Talia Tamarin
Weizmann Institute

"The poleward deflection of midlatitude storm tracks and its variation under climate change"

The Atlantic and Pacific storm tracks in the northern hemisphere are characterized by a downstream poleward deflection that has important consequences for the distribution of heat, wind and precipitation in the midlatitudes. In this study, the spatial structure of the storm tracks is examined by tracking transient cyclonic eddies in an idealized GCM with a localized ocean heat flux. The localized atmospheric response is decomposed in terms of a time-zonal mean background flow, a stationary wave and a transient eddy field. The Lagrangian tracks are used to construct cyclone composites and perform a spatially varying PV budget. Three distinct mechanisms that contribute to the poleward deflection emerge: transient nonlinear advection, latent heat release and stationary advection.

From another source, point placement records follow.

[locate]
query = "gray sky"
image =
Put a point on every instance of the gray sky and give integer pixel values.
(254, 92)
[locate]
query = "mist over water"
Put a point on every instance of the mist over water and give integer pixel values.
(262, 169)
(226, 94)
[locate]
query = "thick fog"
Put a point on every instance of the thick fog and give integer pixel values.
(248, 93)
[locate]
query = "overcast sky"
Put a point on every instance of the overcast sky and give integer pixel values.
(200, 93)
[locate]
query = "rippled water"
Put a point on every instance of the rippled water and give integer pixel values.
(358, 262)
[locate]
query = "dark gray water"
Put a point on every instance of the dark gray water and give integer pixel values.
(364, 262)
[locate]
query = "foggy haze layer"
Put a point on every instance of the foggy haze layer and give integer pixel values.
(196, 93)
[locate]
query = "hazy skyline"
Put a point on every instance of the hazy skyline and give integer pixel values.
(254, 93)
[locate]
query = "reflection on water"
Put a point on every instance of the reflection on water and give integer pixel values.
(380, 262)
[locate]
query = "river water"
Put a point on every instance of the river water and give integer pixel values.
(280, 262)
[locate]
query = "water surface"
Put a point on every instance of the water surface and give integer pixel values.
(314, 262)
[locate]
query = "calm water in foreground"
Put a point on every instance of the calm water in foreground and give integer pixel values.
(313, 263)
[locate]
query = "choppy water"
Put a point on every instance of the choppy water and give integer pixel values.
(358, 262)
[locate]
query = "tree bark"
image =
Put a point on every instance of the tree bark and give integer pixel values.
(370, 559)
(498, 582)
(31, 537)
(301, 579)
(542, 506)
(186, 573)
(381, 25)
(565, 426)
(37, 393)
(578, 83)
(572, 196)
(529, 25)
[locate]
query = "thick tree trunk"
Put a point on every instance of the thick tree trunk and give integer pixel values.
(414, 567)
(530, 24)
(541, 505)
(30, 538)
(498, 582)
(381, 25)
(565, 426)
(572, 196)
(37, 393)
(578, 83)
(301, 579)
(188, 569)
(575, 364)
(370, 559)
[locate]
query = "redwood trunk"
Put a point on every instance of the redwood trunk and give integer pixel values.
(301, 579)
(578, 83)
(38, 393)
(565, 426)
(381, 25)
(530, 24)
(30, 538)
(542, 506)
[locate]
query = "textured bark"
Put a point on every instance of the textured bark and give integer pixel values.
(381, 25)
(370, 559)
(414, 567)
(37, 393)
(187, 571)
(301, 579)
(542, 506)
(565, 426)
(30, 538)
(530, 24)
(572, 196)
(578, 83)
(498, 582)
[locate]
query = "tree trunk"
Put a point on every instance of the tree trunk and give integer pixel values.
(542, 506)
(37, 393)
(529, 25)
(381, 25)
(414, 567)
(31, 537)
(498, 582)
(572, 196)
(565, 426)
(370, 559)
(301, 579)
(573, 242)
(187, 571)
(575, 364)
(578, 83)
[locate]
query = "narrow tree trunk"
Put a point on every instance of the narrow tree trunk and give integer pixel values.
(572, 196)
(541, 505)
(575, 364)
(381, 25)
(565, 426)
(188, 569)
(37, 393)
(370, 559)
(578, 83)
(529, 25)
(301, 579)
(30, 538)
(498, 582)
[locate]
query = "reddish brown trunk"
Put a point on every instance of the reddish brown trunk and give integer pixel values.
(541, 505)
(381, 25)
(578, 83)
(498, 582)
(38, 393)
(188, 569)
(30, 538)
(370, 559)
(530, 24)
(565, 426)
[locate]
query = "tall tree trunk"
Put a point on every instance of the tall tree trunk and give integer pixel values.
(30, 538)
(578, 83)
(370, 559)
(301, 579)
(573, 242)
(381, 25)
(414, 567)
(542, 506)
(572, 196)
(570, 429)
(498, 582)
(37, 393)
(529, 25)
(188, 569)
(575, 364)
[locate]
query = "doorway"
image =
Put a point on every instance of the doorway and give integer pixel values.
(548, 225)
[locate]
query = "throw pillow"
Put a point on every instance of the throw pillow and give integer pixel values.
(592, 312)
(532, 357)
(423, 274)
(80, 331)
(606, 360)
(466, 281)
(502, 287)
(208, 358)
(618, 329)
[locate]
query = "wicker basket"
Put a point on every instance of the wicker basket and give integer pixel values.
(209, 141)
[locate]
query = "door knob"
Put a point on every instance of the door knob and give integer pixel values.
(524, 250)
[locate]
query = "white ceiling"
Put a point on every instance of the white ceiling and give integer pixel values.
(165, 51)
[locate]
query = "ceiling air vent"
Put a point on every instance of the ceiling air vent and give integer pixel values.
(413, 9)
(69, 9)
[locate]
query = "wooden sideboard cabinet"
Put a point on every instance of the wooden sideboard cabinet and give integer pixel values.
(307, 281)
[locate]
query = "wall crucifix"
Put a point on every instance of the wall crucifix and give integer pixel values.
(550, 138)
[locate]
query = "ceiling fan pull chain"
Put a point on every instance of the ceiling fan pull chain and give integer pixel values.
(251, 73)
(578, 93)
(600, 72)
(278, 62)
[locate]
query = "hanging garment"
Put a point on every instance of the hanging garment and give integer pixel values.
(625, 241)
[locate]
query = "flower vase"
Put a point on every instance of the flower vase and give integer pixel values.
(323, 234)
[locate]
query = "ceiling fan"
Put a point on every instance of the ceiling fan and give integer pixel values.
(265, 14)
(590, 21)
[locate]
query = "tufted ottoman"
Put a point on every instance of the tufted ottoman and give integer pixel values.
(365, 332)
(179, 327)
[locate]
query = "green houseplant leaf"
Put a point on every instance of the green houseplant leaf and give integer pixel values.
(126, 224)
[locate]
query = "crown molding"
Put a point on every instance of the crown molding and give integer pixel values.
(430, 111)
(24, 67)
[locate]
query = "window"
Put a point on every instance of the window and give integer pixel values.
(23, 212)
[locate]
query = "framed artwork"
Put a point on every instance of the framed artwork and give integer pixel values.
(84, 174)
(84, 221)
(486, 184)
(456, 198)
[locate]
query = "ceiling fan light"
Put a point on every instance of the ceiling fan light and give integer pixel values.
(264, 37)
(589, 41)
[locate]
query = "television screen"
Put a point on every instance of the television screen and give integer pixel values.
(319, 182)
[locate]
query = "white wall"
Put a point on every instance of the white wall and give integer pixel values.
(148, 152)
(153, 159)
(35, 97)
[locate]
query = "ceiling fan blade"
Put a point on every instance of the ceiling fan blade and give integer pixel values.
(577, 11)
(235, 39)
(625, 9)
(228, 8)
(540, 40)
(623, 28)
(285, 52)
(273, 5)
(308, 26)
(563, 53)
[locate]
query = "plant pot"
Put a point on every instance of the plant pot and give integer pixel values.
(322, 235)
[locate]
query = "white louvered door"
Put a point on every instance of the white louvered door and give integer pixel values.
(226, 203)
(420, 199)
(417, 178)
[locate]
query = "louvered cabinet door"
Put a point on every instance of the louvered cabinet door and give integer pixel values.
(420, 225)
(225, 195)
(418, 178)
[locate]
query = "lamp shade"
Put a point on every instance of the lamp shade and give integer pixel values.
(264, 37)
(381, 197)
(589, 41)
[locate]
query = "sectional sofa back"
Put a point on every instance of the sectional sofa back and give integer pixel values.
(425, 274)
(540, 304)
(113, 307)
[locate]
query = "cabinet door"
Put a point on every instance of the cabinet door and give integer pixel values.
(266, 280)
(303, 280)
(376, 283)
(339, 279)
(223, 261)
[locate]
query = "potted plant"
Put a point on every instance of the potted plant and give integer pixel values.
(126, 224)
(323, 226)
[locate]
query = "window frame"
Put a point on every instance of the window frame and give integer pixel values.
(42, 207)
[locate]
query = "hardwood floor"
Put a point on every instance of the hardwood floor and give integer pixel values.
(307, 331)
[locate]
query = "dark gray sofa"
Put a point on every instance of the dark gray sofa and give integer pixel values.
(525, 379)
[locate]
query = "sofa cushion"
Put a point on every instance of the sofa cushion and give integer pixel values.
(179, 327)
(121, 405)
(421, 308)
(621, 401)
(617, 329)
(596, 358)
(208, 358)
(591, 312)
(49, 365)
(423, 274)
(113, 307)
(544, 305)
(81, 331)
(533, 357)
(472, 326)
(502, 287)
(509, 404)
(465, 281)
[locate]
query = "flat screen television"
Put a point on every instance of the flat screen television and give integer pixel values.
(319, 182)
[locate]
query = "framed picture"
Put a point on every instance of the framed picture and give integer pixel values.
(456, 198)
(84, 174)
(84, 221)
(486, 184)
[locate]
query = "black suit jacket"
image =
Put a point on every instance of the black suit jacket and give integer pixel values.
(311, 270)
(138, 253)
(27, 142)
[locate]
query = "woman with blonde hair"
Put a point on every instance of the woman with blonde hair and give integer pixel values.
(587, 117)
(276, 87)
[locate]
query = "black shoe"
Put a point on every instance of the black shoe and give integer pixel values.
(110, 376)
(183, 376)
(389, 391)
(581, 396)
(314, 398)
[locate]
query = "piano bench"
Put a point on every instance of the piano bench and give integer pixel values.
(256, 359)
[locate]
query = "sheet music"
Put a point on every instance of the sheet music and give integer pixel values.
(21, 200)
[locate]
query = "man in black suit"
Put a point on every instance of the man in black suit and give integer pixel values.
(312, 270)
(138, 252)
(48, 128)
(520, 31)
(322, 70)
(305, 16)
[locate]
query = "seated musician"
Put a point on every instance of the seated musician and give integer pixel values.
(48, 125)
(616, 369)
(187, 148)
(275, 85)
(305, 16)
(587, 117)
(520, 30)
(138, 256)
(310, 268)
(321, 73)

The downstream evolution of the PV composites shows the different role played by the stationary wave in each region. In the region where the tilt is maximized, all three mechanisms contribute to the poleward propagation of the low level PV anomaly associated with cyclone. Upstream of that region, the stationary wave is opposing the former two and the poleward tendency is therefore reduced. It is also shown, through repeated experiments with enhanced strength of the heating source, that the poleward deflection of the storms intensifies when the amplitude of the stationary wave increases. Finally, the implications for how this poleward deflection may change under global warming and its relation to the expected poleward shift of storm tracks is examined, by comparing idealized GCMs with increased global mean temperatures to comprehensive climate prediction models forced by enhanced CO2 emissions.